The next time Mr. Gibson found Molly alone, he began,—"Well! and how do you like the new relation that is to be?"
"It's difficult to say. I think he's very nice in all his bits, but—rather dull on the whole."
"I think him perfection," said Mr. Gibson, to Molly's surprise; but in an instant afterwards she saw that he had been speaking ironically.
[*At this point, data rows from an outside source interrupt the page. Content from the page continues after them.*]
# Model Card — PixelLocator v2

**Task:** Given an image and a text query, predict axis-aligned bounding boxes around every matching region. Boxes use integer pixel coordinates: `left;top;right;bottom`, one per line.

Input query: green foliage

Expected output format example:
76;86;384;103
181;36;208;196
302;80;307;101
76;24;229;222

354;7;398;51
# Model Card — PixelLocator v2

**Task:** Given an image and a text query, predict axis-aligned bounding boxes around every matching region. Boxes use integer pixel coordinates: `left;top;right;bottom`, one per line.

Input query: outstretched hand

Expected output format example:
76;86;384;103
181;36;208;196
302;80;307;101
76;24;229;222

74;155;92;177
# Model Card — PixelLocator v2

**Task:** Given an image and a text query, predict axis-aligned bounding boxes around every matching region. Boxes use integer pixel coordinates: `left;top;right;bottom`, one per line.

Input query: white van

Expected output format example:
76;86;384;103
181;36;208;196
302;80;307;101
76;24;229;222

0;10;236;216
He went on. "I don't wonder she preferred him to Roger Hamley. Such scents! such gloves! And then his hair and his cravat!"
"Now, papa, you're not fair. He is a great deal more than that. One could see that he had very good feeling; and he is very handsome, and very much attached to her."
"So was Roger. However, I must confess I shall be only too glad to have her married. She's a girl who'll always have some love-affair on hand, and will always be apt to slip through a man's fingers if he doesn't look sharp; as I was saying to Roger—"
"You have seen him, then, since he was here?"
"Met him in the street."
"How was he?"
"I don't suppose he'd been going through the pleasantest thing in the world; but he'll get over it before long. He spoke with sense and resignation, and didn't say much about it; but one could see that he was feeling it pretty sharply. He's had three months to think it over, remember. The Squire, I should guess, is showing more indignation. He is boiling over, that any one should reject his son! The enormity of the sin never seems to have been apparent to him till now, when he sees how Roger is affected by it. Indeed, with the exception of myself, I don't know one reasonable father; eh, Molly?"
Whatever else Mr. Henderson might be, he was an impatient lover; he wanted to marry Cynthia directly—next week—the week after; at any rate before the long vacation, so that they could go abroad at once. Trousseaux, and preliminary ceremonies, he gave to the winds. Mr. Gibson, generous as usual, called Cynthia aside a morning or two after her engagement, and put a hundred-pound note into her hands.